Tinha um marido de bigode farfalhudo, fanático por ópera. Quando as parturientes iam lá a casa, o de seu nome Inácio, gabarolava-se imediatamente da sua voz de tenor e de, no passado, ter tido a possibilidade de se juntar ao coro polaco da orquestra metropolitana da Prússia (como ninguém dominava estes assuntos, Inácio inventava sempre novas variantes do nome do coro. Verdade verdadinha, na escola tinha cantado com os meninos da igreja, aos domingos). Inácio aquecia sempre a sua voz no talho, antes de abrir as portas à população e de afiar as facas. Por vezes, chegava mesmo a dilatar a goela e entoar uma nota de cana rachada com um naco de bovino na mão, apontando-o para os céus, como quem pede a bênção divina por tal dom.
Da história de amor de Lurdinhas e Inácio, nasceram três rebentos, dois dos quais raparigas e um rapaz. Seguindo ou não as pegadas da mãe, as varãs aspiravam a ser parteiras e o varão queria ser fadista… ou cantor de ópera, como o seu pai.
Mas à noite de sexta-feira… A noite de sexta-feira era a competição das galinhas emproadas, como quem diz, as mulheres que se enfeitavam até à exaustão para mostrarem a sua beleza ostensiva e extensiva, dado que era da cabeça aos pés. Carregavam nos vermelhos e roxos, pretos e violetas. De olhos muito pintados, com pedaços de rímel, mal dava para perceber os contornos, pois tudo parecia uma mancha escura e míope, dado o esforço que as donas faziam para perceber o que estava meio palmo à frente dos seus narizes. As roupas, essas, vinham a combinar com a pintura, normalmente composta por uma blusa escura justa aos seios e barriga… ora, a barriga ultrapassava os limites das ancas, e a bem ou a mal as donas de casa faziam de gato-sapato para poderem caber na fatiota, tentando encaixar os chouriços e morcelas que tinham enfardado nessa semana. Tudo era motivo de festa e, cabendo ou não na roupa, de alguma forma toda a gente acabava bem apresentada e sentada nas mesas, de taça de tinto na mão e palito no canto da boca, prontos a ouvir a Lurdinhas. Era tão conhecida e cantadeira que nenhuma outra ousaria em fazer-lhe frente nos concursos. Quase que daria para pôr a Lurdinhas como património nacional. E quando os dedos começavam a arranhar as cordas das guitarras, as lágrimas começavam a cair.
“Oh rrruuuuua dooooo Ccaaaaaaaaaaapelãããããããaaaooooooo…..”. A querida Lurdinhas gostava sempre de arrastar as vogais, para dar alma ao que estava a cantar.

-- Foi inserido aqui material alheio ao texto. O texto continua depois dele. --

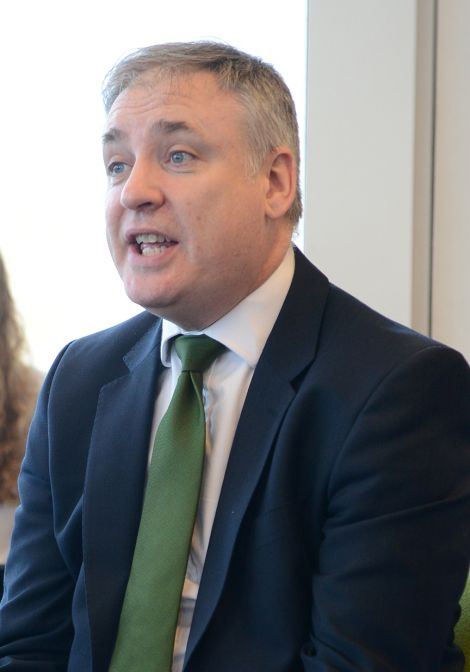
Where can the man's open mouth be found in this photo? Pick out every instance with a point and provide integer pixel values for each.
(153, 243)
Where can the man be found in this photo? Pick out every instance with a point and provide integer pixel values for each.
(332, 526)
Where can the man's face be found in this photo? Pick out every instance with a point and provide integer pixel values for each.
(187, 227)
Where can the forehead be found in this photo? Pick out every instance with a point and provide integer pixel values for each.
(192, 100)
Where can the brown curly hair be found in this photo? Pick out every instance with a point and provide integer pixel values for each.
(18, 389)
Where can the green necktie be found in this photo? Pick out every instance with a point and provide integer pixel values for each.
(150, 610)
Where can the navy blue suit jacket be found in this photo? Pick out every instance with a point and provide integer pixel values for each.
(341, 539)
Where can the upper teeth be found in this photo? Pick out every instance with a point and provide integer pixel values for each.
(151, 238)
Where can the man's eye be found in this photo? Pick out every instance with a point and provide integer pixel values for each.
(116, 168)
(179, 157)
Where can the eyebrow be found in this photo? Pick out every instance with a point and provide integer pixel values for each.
(163, 126)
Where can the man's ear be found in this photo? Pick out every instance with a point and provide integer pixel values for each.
(281, 173)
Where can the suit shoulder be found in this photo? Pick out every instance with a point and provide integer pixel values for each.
(109, 347)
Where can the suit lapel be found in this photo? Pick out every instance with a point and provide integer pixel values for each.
(114, 488)
(290, 348)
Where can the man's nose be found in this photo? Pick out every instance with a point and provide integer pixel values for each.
(142, 189)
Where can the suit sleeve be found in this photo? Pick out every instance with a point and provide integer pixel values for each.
(395, 550)
(35, 614)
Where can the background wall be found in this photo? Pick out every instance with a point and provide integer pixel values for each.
(388, 157)
(451, 261)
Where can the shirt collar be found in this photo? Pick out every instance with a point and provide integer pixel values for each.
(245, 329)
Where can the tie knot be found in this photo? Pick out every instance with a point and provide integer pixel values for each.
(197, 352)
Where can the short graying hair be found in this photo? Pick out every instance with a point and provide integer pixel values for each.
(271, 116)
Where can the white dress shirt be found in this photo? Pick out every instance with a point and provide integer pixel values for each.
(244, 331)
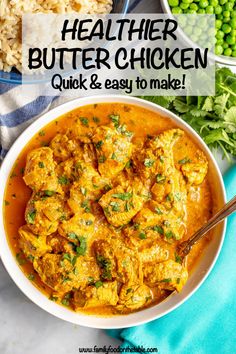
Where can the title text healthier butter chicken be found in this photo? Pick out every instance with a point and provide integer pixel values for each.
(97, 203)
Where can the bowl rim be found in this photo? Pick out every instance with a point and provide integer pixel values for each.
(34, 294)
(221, 59)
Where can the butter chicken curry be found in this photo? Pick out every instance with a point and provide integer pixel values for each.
(97, 202)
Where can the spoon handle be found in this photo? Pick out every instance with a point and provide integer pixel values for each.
(185, 247)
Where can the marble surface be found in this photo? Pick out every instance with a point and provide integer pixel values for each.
(25, 328)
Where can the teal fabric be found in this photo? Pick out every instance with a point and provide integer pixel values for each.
(206, 323)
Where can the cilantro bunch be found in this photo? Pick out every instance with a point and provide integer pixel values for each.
(213, 117)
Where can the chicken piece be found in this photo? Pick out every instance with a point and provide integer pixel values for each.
(150, 252)
(88, 188)
(82, 130)
(43, 214)
(168, 275)
(40, 170)
(120, 204)
(64, 272)
(117, 261)
(94, 296)
(59, 244)
(133, 297)
(195, 171)
(113, 149)
(63, 148)
(156, 156)
(169, 188)
(56, 272)
(79, 227)
(31, 244)
(168, 223)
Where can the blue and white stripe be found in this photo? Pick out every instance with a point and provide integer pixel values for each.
(18, 110)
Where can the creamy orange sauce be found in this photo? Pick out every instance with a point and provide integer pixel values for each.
(141, 122)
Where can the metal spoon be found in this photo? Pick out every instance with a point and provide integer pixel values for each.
(185, 247)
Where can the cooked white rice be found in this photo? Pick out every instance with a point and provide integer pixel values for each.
(10, 22)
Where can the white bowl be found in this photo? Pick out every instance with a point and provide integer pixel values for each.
(201, 271)
(221, 59)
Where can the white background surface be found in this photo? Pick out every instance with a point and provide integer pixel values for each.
(25, 328)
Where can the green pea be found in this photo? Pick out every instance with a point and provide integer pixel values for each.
(226, 13)
(173, 3)
(214, 2)
(228, 52)
(218, 24)
(203, 4)
(220, 34)
(220, 42)
(193, 6)
(218, 10)
(229, 6)
(177, 10)
(226, 28)
(230, 40)
(218, 49)
(183, 6)
(232, 23)
(210, 9)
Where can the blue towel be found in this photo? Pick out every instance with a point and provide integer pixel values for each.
(206, 323)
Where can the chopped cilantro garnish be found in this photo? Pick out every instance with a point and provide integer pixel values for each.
(63, 180)
(122, 196)
(115, 119)
(31, 276)
(166, 280)
(81, 249)
(84, 121)
(184, 161)
(142, 236)
(158, 211)
(99, 144)
(160, 178)
(31, 217)
(169, 234)
(159, 229)
(98, 283)
(41, 164)
(49, 193)
(148, 162)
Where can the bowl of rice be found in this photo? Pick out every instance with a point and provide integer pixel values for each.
(11, 23)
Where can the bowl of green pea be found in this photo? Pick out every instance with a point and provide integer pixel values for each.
(225, 23)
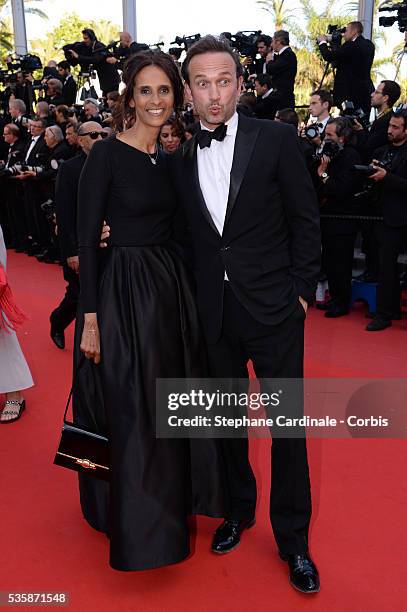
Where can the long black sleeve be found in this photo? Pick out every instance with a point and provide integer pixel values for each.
(92, 201)
(302, 212)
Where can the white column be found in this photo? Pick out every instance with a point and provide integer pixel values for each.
(130, 17)
(365, 15)
(20, 34)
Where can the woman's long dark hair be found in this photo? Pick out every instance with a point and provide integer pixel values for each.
(132, 67)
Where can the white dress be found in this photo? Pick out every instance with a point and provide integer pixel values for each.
(14, 372)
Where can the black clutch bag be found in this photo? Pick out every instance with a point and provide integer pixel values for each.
(81, 449)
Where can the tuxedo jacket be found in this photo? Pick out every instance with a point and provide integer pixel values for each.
(353, 61)
(66, 201)
(270, 245)
(393, 194)
(283, 70)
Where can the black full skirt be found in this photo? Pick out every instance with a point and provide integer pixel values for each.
(149, 328)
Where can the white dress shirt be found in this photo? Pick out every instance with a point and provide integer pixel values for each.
(30, 148)
(214, 166)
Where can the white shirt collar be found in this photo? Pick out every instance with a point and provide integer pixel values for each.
(232, 125)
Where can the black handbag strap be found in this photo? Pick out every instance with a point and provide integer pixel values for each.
(74, 384)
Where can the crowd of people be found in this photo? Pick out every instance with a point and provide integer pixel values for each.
(248, 178)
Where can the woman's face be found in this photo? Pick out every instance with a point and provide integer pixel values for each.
(169, 139)
(153, 97)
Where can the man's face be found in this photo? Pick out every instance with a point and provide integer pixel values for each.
(86, 142)
(71, 137)
(214, 87)
(260, 89)
(330, 134)
(397, 133)
(90, 110)
(377, 96)
(36, 128)
(263, 49)
(350, 33)
(317, 107)
(14, 111)
(8, 136)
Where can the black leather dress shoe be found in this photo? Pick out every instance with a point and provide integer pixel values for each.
(58, 338)
(378, 324)
(337, 311)
(227, 535)
(303, 573)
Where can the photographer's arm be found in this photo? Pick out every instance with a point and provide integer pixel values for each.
(92, 198)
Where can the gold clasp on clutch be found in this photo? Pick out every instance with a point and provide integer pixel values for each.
(86, 464)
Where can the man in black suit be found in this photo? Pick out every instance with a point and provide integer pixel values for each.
(265, 107)
(391, 233)
(92, 52)
(353, 62)
(66, 200)
(256, 242)
(283, 70)
(69, 86)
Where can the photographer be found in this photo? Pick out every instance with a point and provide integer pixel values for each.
(283, 70)
(391, 233)
(124, 50)
(66, 200)
(383, 99)
(337, 185)
(353, 62)
(265, 105)
(69, 86)
(91, 52)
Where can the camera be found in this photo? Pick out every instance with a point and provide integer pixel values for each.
(348, 110)
(49, 209)
(400, 18)
(245, 42)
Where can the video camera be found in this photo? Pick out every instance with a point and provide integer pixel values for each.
(185, 42)
(244, 42)
(400, 18)
(348, 110)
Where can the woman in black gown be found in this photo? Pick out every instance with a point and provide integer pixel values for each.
(139, 323)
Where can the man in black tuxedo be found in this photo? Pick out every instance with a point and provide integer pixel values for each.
(66, 200)
(69, 86)
(353, 61)
(256, 242)
(265, 107)
(391, 233)
(283, 70)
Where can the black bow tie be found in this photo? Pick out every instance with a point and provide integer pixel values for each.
(205, 137)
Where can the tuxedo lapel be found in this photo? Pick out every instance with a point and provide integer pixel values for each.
(191, 162)
(245, 141)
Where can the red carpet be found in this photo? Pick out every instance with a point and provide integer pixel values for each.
(359, 490)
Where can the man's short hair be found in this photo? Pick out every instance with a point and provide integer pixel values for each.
(13, 129)
(393, 90)
(288, 115)
(357, 25)
(324, 95)
(283, 36)
(265, 79)
(401, 114)
(264, 38)
(210, 44)
(56, 83)
(20, 104)
(64, 65)
(43, 122)
(56, 132)
(343, 127)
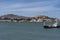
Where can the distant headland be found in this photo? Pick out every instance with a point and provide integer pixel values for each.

E a plateia aplaudia, gritava, chorava, atirava moedas e flores… um verdadeiro festival. E no final, a fadista fazia sempre três encores, as pérolas pedidas do povo. E a noite estendia-se pela velha Alfama afora, terminando sempre com garrafas partidas, puxões de cabelos e acertos de contas entre gatas assanhadas.
Dizia-se parteira, mas na realidade ela gostava era de cantar o fado.